Butte County wasn’t the first community to reject Smith. His release actually was approved in 2013, but Liberty Healthcare, which is responsible for his housing and monitoring, hasn’t been able to find a place that will accept him. First, he was ordered to be released in Solano County, where he is from and where he has family. Public outcry made it impossible to find him a landlord. He was met with the same resistance in Contra Costa County. Then they turned their focus on Butte.

“How they got to Butte County is a bit of a mystery,” Ramsey said. “Liberty Healthcare hasn’t been particularly forthcoming on how they found Butte County.” Representatives from Liberty did not return a phone call from the CN&R.

In any case, Smith won’t be coming here. Not now, anyway.

Smith committed his first sex crime in 1988 in Alameda County. He went to prison for three years for felony forcible rape of a homeless woman. In 1993 in Solano County, he was arrested and charged with committing a lewd and lascivious act with a child aged 14/15, but he plea bargained that charge down to misdemeanor failure to register as a sex offender. Two years later, he was convicted of felony statutory rape and failure to register, and he spent the next four years in prison. In 2003, he was found guilty of felony sexual battery after attacking a 17-year-old girl on her way to the public library. That conviction was overturned, but two years later he was convicted of felony assault to commit rape for the same case and was sentenced to five years in state prison. When he was eligible for parole in 2010, the Solano County District Attorney’s Office petitioned the local court to deem Smith a sexually violent predator.

To be designated an “SVP,” one must meet two criteria: 1. He (it’s generally a male) has been convicted of at least one violent sexual offense, and 2. He has a mental illness that contributes to his being a risk to society. A jury in 2010 determined that Smith met that criteria, so he was committed to Coalinga State Hospital. His release was ordered in 2013, but “conditionally,” meaning his SVP status remains.

There are currently 14 SVPs out on conditional release and 564 housed in Coalinga, according to the Ken August, assistant director of the Office of Communications at the California Department of State Hospitals. Since 1996, the year the SVP conditional release program started, 36 patients have been conditionally released. Of those, August said, 12 successfully completed the program and were found to no longer be a threat to society. Eight were sent back to a state hospital for not following terms of their release and one for possessing child pornography. One died.

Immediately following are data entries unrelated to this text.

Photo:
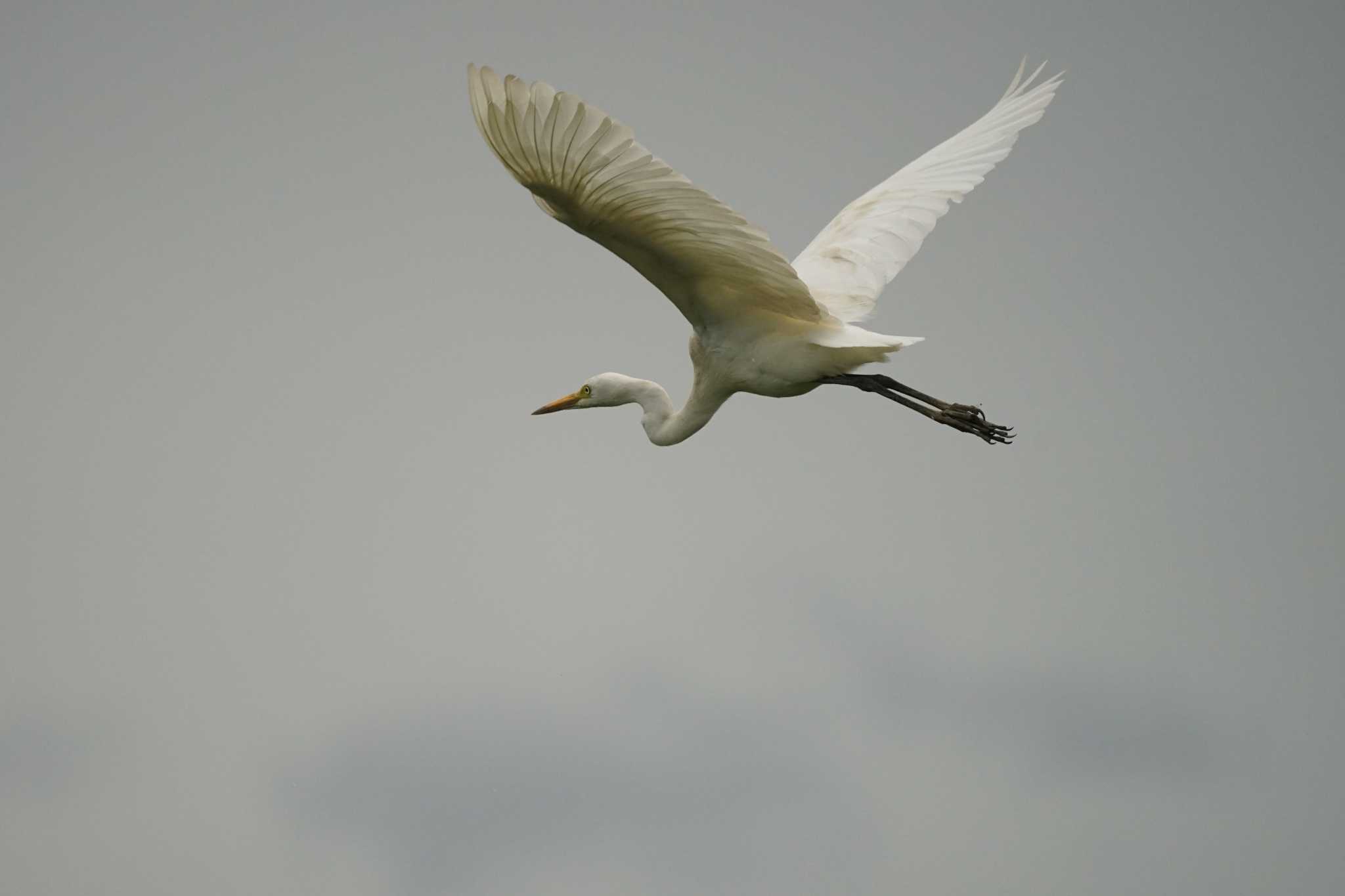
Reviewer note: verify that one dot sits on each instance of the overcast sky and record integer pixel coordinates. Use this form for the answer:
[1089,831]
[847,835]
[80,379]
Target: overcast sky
[298,598]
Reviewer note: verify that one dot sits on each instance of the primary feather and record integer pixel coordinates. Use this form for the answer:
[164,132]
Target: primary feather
[588,172]
[872,240]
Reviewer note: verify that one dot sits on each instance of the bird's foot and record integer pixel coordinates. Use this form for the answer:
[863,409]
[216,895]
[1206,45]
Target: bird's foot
[967,418]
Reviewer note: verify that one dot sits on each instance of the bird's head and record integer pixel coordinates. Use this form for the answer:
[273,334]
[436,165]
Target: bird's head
[604,390]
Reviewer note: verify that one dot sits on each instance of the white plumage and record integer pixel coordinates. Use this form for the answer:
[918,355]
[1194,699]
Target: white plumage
[759,323]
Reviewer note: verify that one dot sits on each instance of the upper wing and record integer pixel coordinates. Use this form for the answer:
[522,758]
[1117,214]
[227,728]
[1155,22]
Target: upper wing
[586,171]
[872,240]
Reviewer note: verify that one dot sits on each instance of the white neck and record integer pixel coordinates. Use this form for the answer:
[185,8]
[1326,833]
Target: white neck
[667,426]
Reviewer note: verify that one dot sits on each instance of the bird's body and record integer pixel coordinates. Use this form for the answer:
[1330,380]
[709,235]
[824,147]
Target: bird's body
[761,324]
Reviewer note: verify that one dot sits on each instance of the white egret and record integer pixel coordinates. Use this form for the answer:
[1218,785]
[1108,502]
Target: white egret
[759,324]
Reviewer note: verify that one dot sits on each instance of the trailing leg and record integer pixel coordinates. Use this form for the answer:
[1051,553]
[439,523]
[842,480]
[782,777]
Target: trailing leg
[966,418]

The rest are still on conditional release.

But, what if no community will accept these sexually violent predators? Michael St. Martin, an SVP currently committed to Coalinga, foresees a dilemma. St. Martin, from San Diego, has been locked up for 24 years for child molestation, “10 years for the crimes I committed, and 14 years for a crime I might commit in the future.” He writes for a website called Defense for SVP.

“Public outcry is such that no community wants to house these people,” he said by phone. “Why would I try to better myself if there’s no outcome for release? I’ve been an advocate for years within the system, and what I’m trying to do is get public awareness of the amount of work that’s gone into getting these people into the community. It’s not like getting out of prison—here, if they get out, it’s this massive amount of supervision.”

For Ramsey, that wasn’t enough. “In trying to determine from Liberty Healthcare what sort of ongoing counseling [Smith] would have, where would he go, who would he see, we got no answers,” he said. “That caused a great deal of frustration on our part. With some reasonableness, the NIMBY mentality does reign—appropriately, I think—supreme.”